While Ringwald noted that Weinstein never made any unwanted advances towards her, she pointedly added, "I have had plenty of Harveys of my own over the years, enough to feel a sickening shock of recognition." At age 13, she wrote, a 50-year-old crew member offered to "teach me to dance, then proceeded to push against me with an erection." At fourteen, a married director "stuck his tongue in my mouth on set." In her twenties, during an audition, a director asked the lead actor – and a friend – to put a dog collar around her neck, which was not part of the scene.
Even after Ringwald took a hiatus from Hollywood and moved to Paris, crude comments continued to follow her. She recalled a profile in the magazine Movieline, in which "the head of a major studio – and, incidentally, someone who claims himself to be horrified by the Harvey allegations – was quoted as saying, 'I wouldn’t know [Molly Ringwald] if she sat on my face.' I was twenty-four at the time. Maybe he was misquoted. If he ever sent a note of apology, it must have gotten lost in the mail."
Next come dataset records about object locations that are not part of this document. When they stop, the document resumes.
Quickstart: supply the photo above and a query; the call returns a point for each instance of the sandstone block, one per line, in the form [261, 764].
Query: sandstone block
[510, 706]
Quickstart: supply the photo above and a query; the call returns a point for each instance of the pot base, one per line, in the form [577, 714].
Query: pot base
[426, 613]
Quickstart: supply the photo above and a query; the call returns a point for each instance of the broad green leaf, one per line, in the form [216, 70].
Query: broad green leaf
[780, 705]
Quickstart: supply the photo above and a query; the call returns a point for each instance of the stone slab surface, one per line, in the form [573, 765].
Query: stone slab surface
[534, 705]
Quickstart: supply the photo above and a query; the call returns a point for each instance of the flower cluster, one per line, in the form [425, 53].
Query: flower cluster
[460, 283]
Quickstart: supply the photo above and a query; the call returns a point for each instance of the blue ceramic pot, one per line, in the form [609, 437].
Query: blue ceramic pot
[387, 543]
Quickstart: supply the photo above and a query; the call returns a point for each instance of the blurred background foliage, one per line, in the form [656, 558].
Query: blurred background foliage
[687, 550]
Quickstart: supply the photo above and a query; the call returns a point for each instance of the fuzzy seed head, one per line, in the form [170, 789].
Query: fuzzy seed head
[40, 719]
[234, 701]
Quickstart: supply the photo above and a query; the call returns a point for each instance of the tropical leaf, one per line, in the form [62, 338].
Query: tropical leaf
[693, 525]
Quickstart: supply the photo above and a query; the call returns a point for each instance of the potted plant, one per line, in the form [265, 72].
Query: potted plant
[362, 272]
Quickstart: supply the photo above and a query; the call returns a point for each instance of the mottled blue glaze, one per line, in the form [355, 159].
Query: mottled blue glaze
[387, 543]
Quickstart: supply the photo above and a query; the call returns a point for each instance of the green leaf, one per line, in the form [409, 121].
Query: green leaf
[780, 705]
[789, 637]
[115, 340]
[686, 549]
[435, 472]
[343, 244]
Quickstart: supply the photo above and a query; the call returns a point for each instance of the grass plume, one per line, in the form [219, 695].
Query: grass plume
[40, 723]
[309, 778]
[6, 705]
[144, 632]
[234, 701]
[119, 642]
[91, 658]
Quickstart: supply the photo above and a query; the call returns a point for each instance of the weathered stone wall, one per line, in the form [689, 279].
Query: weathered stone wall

While Ringwald does not name the producer, the article is still online and the quote is attributed to film executive Jeffrey Katzenberg. Katzenberg has since issued an apology via The Hollywood Reporter. "That Molly Ringwald had to read those words attributed to me and believe I said them is horrifying, mortifying and embarrassing to me," Katzenberg said. "Anyone who knows me now or back then knows I do not use language like that as a matter of course, or tolerate it. Ms. Ringwald, 22 years too late, I am deeply, deeply sorry."
Towards the end of her essay, Ringwald said she hopes that the outpouring of stories from women will force real change in Hollywood that will make the film industry a more open and fair place. "Stories like these have never been taken seriously," she said. "Women are shamed, told they are uptight, nasty, bitter, can’t take a joke, are too sensitive. And the men? Well, if they’re lucky, they might get elected President… I hope that young women will one day no longer feel that they have to work twice as hard for less money and recognition, backward and in heels. It's time."